We were shown in and asked if we would like to start with a drink on the first floor. Of course, we agreed. The gin selection alone was mesmerizing and I’ve made a mental note to go back for more. While gin is my usual tipple, I gave in to the glitz and glamour of evening and I opted for a Kir Royale.

After sipping our drinks, we were gracefully whisked up the most romantic looking staircase, carnally adorned in velvet and into the equally as decadent dining room. The vision from the (very) airy dining room faces out onto Cardiff Museum and surrounding luscious gardens.

Looking around, I admire the crockery straight away, which looks almost medieval. I note the irony, foreshadowing for the banquet that will be put before me.

Alex, our ever-knowledgeable waiter (that title does not even seem to do him justice), presents two variations of the night’s fare. Either an eight or five-course tasting menu or an ala carte option, we both opted for the latter; however, the choice was certainly not an easy one.

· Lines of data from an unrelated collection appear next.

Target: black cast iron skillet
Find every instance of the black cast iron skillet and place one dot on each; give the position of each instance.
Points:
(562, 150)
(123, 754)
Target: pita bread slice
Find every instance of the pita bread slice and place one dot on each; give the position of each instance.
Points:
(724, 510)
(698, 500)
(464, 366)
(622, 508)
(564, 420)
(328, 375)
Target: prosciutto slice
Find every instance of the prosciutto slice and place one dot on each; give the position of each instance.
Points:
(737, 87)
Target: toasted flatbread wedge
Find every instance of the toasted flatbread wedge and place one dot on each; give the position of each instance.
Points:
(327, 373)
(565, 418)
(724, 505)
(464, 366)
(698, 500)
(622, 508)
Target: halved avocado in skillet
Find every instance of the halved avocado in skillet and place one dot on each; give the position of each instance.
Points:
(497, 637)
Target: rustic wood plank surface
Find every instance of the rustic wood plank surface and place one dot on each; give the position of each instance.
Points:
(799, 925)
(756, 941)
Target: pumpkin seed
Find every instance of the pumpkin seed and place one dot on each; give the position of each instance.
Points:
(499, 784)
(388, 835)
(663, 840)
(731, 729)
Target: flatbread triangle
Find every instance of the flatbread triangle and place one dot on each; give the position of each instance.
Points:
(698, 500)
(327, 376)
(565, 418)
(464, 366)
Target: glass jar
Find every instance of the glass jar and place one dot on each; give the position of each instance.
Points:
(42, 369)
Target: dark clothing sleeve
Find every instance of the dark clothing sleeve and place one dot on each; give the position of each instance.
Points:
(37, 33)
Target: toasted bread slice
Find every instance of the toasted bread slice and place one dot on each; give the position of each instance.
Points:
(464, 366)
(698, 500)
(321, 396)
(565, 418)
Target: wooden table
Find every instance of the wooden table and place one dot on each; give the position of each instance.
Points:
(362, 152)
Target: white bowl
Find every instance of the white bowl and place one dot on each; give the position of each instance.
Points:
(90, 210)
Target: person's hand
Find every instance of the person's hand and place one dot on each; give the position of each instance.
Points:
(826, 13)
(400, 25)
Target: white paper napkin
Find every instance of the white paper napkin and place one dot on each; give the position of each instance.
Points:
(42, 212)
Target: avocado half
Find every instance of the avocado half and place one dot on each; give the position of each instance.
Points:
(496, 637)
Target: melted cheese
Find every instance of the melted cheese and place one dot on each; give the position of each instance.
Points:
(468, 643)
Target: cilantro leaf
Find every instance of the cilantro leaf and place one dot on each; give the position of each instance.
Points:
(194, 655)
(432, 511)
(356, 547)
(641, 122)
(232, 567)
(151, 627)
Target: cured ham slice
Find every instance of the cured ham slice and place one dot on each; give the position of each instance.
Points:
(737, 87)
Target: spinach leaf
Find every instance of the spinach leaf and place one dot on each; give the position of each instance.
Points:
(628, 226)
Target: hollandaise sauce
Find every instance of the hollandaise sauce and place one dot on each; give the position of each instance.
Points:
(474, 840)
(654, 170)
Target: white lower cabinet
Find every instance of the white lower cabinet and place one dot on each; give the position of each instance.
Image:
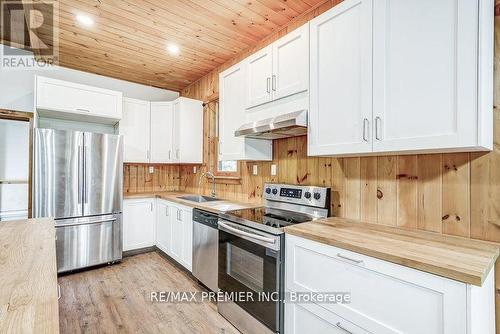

Our attentive sommelier turned waiter asked us if we were happy with him choosing the wines to escort our dishes-absolutely, we agreed in unison; and could not have been more content with our decision.

Five scrumptious different yet mouth-watering wines from varying regions of the world were offered along with our courses.

To say that Alex “knows his stuff” is an utter understatement. Not only were the wines completely complimentary but Alex also took the time to give us a back story and history lesson with each taste.

Froie Gras

Five equally as remarkable courses were paraded in front of us in true regal banquet form. From Canapés to Froie Gras that was served with a sweet pineapple, an uplifting gazpacho amuse-bouche, followed by a main of succulent juicy local lamb served with a courgette farcie.

This was all topped off by the most palatable and fully-loaded cheese trolley that I had ever set my eyes upon-complete with carbon crackers and real local honeycomb, finished by a marvelously piquant yet not to substantial strawberry macaroon desert.


Succulent Welsh Lamb

Not only were the food, wine, service and ambience simply out of this world, the whole evening from start to finish was a 4 hour event. I can only describe the evening as “dining theatre”; we felt at last that a restaurant visit was the actual destination, a real dining experience.

With the cost coming in around the same mark as our favourite steak “chain” restaurant in the city (where we are usually in and out in a heartbeat), the stark contrast in the actual dining experience is outstanding. If you are looking for affordable everyday luxury in an iconic building then you have found the right place.